Submit your comments, identified by Docket ID No. EPA-HQ-OW-2011-1013 by one of the following methods: www.regulations.gov: Follow the on-line instructions for submitting comments. Email:OWDocket@epa.gov@epa.gov
Mail: Permitting Guidance for Oil and Gas Hydraulic Fracturing Activities Using Diesel Fuels—Draft, Environmental Protection Agency, Mailcode: 4606M, 1200 Pennsylvania Ave. NW, Washington, DC 20460.

There are a significant number of concerns with the guidance as proposed, but the major points that should be commented on are as follows:

1)  This is a state’s rights issue.  States that have adopted hydraulic fracturing rules that include chemical disclosure, well construction, and well bore pressure testing should be explicitly exempted from the guidance.

2)  The definition of diesel fuel is too broad because it includes six CASRNs as well as any materials referred to by one of these primary names or any associated common synonyms.

3)  EPA made no attempt to identify dangerous concentrations of these materials.
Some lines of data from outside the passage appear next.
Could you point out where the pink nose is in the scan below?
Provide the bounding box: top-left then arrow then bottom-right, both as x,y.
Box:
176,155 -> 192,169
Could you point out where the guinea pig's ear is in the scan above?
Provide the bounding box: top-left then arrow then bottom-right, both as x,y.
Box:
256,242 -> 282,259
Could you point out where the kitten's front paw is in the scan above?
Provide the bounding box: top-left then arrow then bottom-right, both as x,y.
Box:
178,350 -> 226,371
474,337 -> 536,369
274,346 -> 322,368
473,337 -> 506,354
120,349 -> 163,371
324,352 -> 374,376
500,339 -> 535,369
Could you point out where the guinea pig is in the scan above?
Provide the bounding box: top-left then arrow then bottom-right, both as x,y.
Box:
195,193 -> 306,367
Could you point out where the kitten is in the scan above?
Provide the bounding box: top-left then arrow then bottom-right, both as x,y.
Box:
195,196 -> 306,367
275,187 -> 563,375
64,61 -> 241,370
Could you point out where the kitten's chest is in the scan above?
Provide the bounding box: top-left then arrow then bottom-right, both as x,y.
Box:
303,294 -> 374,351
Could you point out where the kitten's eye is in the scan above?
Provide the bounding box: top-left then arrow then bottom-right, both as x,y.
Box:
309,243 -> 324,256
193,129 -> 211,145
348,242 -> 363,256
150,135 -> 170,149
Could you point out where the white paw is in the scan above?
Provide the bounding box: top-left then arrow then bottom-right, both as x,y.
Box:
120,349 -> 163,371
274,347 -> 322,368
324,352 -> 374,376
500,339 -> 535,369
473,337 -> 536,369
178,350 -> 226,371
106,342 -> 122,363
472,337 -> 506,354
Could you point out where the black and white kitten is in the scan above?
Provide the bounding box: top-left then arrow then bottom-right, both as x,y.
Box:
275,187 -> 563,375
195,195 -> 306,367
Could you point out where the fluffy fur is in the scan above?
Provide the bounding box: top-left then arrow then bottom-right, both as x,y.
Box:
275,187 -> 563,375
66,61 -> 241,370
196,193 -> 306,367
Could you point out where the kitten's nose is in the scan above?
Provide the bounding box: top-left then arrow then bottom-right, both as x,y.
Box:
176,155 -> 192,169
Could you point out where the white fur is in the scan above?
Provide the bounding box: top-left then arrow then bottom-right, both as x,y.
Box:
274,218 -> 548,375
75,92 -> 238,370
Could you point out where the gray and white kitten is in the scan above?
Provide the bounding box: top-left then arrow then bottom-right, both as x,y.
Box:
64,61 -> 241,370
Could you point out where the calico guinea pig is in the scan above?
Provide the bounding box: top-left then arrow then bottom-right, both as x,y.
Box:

Hydraulic fracturing treatments that utilize concentrations of less than 10% of any material defined as diesel fuel should be exempt from permitting requirements.

4)  The guidance is written for Enhanced Oil Recovery wells or disposal wells completed with tubing and packer.  It shows a serious lack of understanding of the horizontal drilling-hydraulic fracturing process.  Most of the requirements will not work mechanically on wells completed with swell packers and fractured down the production casing.

“Director’s Cut.” By Lynn Helms – NDIC Department of Mineral Resources (2012-8-15). Retrieved 9-5-2012.